Experiments with Schema Evolution in Apache Druid

Apache Druid is known for its ability to handle schema changes during data ingestion and query in an extraordinarily flexible way. Normally, you don’t even need to worry because everything is handled automatically for you. However, there are a few edge cases that data engineers and data analysts should be aware of. Let’s have a look.

We are going to create a very simplistic datasource (that’s what we call the tables inside Druid). It is going to have just two rows of data and two columns: a timestamp and an integer.

Getting Started

Create an inline datasource in the Druid Wizard and paste the following bit of data:

ts,value
2021-01-01,1
2021-01-02,2

Go through all the steps of schema creation. Make sure you use the CSV parser (see below for an example); otherwise, accept the defaults. Choose monthly segments, because we want to add more data in the next steps. Again, continue through all the steps, accepting the defaults.

Pick a meaningful name for your datasource, for instance schema_evolution. By default, Druid suggests inline_data as the data source name for pasted data, which makes it too easy to mix up data from different experiments, creating a lot more schema evolution than you probably want to handle.

Data Source Name

Submit the ingestion task and wait until it is finished.

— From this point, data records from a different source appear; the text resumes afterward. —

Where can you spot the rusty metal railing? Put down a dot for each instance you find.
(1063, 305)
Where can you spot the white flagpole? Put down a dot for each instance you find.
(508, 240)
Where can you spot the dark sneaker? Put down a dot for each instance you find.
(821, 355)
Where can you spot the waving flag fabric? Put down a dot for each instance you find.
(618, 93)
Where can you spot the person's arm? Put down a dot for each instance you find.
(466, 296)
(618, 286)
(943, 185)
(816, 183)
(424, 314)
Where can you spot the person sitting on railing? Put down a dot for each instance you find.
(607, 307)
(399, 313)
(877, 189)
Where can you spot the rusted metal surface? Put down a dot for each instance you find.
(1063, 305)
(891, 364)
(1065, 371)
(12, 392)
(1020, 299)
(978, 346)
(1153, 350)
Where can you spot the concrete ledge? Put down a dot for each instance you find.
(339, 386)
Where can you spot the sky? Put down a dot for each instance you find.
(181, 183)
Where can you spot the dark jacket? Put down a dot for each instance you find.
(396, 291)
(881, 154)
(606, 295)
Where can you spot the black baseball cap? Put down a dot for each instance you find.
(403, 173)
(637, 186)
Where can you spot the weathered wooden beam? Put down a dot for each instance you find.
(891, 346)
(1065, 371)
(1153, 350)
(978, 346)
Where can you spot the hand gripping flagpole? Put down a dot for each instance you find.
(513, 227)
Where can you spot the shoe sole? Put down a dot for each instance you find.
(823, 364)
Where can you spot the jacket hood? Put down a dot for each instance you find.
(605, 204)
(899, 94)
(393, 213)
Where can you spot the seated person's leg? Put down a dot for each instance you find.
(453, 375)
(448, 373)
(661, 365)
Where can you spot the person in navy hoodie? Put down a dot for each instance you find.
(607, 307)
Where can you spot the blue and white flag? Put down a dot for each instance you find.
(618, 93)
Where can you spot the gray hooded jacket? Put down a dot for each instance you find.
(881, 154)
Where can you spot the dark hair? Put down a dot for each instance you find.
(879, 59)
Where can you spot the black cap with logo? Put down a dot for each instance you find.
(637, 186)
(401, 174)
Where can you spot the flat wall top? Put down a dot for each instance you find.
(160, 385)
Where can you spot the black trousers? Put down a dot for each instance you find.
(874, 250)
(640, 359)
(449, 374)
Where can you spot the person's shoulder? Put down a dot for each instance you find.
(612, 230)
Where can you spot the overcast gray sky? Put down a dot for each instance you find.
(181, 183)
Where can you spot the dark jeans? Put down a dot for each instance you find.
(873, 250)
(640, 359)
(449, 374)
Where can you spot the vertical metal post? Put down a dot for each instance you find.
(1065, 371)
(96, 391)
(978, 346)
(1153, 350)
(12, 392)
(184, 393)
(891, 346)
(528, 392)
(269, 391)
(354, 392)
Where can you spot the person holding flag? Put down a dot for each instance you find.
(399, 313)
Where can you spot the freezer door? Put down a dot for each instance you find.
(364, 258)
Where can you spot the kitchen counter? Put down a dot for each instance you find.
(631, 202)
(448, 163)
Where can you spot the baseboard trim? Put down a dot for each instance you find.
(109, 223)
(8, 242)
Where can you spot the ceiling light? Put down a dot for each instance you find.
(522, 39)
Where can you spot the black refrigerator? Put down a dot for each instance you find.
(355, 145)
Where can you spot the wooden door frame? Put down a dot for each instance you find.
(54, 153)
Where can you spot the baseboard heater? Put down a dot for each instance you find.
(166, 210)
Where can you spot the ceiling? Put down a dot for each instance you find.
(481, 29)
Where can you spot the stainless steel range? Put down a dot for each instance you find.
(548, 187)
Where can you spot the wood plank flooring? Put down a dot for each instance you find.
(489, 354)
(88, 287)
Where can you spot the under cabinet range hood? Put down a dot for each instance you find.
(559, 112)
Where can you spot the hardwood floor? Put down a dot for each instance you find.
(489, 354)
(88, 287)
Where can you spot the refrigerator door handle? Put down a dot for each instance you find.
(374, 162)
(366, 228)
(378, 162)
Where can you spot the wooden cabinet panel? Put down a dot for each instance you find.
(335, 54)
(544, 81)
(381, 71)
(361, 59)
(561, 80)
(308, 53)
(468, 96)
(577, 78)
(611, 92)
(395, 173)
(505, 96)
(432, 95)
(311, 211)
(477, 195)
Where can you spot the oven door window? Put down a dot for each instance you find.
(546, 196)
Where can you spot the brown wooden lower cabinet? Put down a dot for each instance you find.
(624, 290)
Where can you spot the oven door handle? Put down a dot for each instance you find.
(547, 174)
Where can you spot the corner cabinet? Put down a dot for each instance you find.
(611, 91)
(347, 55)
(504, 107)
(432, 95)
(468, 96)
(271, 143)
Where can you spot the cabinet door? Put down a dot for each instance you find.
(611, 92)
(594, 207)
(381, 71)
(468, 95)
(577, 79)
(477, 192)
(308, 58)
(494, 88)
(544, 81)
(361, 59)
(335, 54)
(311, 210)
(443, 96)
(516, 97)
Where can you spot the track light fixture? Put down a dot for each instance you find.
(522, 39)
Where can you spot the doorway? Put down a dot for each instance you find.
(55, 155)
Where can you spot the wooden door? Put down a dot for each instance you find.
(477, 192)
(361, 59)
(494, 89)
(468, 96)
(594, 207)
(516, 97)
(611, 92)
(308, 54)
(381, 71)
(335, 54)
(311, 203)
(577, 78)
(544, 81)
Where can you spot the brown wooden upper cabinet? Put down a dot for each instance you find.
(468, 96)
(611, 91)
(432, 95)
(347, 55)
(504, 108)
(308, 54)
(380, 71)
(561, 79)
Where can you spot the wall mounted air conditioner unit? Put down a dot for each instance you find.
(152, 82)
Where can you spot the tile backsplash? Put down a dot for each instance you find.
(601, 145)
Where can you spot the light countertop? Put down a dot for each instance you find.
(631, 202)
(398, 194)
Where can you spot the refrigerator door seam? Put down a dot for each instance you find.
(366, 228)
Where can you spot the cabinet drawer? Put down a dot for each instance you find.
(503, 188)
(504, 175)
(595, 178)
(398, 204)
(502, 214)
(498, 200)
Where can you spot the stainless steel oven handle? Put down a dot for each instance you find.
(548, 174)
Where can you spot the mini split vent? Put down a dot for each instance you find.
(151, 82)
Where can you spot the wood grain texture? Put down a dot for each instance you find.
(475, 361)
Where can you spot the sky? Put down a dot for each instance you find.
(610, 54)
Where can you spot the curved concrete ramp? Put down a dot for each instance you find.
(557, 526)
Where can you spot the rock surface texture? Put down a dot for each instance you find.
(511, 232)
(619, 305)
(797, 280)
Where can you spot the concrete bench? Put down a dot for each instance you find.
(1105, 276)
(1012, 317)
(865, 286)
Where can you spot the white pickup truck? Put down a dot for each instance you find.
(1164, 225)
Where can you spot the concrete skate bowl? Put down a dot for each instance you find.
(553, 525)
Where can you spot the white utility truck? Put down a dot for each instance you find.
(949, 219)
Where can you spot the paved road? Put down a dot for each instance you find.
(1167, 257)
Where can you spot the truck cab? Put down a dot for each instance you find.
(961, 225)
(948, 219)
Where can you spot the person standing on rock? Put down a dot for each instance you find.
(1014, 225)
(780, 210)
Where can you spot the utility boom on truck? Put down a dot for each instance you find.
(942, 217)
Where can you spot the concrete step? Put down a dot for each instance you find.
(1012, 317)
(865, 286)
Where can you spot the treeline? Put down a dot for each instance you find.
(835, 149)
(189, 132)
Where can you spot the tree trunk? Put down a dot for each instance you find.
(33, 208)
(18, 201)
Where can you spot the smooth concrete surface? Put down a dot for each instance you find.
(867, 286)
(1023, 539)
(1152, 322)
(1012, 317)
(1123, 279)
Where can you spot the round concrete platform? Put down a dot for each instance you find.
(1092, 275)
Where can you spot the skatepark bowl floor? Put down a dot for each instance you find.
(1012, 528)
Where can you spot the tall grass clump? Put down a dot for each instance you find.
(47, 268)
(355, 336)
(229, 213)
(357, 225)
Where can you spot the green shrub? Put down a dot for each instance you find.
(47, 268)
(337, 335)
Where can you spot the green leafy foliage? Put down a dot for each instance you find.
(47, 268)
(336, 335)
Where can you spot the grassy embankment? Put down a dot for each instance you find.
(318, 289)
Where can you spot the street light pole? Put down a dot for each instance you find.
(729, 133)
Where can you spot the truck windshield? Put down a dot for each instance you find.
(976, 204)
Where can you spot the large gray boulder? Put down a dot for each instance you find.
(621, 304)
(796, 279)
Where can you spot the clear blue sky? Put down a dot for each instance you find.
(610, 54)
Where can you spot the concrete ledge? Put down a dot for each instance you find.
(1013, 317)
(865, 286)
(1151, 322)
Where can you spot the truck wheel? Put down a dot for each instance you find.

You just created a datasource that has 2 rows of data and is arguably not particularly interesting. Let’s run a simple query:

Integer Query

Note how the AVG() function yields an integer value. This is actually expected behavior because the value column itself is integer. We can fix the query by writing

SELECT
  DATE_TRUNC('MONTH',__time),
  AVG(CAST("value" AS DOUBLE))
FROM schema_evolution
GROUP BY 1

Schema Evolution!

Now, let’s try something different. The column names will be the same but the value field now contains a string rather than a number. This is conveniently handled by using Continue fom previous spec in the data loader, and pasting the new values:

ts,value
2021-02-01,aaa1
2021-02-02,aaa2

If you move forward to the Configure schema tab, you may notice that Druid still thinks of value as a long, and shows null values. Uncheck the Explicitly specify dimension list switch to enable automatic type detection:

Adjust data type

After the ingestion task finishes, move back to the Query tab. Look at the table metadata: The value column has a string type now! Let’s run the same query as before.

Query 2

We can still get the numeric aggregate functions out of our datasource, because Druid SQL inserts an implicit type conversion for us. However, if you try this instead:

SELECT
  DATE_TRUNC('MONTH',__time),
  MAX("value")
FROM schema_evolution
GROUP BY 1

you get an exception because Druid cannot map the argument to a unique type. You have to write MAX(CAST("value" AS double)) in order to make the query work.

Finally, let’s ingest another set of data with string values. This one, however, has a multi-value dimension.

ts,value
2021-03-01,a|b
2021-03-02,c|d

Here’s how to configure the parser. CSV Parser configuration

Finish the ingestion and try the query again:

SELECT
   DATE_TRUNC('MONTH',__time),
   AVG("value")
FROM schema_evolution
GROUP BY 1

Oh no! We get a Java exception. Let’s fix the query by picking the first element of each multivalue array only:

SELECT
   DATE_TRUNC('MONTH',__time),
   AVG(MV_OFFSET("value", 0))
FROM schema_evolution
GROUP BY 1

And this way, the query works!

You are encouraged to do more experiments with schema evolution. For instance, if you change a column from string to number type, the string values will all appear as null. But they are still there! CAST("value" AS VARCHAR) will bring them back.

Learnings

Druid is amazingly flexible with regards to schema evolution. Often times, this is handled quietly without problems. In case of type conflicts:

When segments have columns of the same name but a different type, the data dictionary will record the last column type that was ingested.
If you have to run a SQL query that spans across such segments, in many cases you can get away with implicit type conversions.
You can always get at the original data that is stored in a segment, using a CAST function.
If you have difficulty extracting values from a multivalue dimension, array functions are your friend.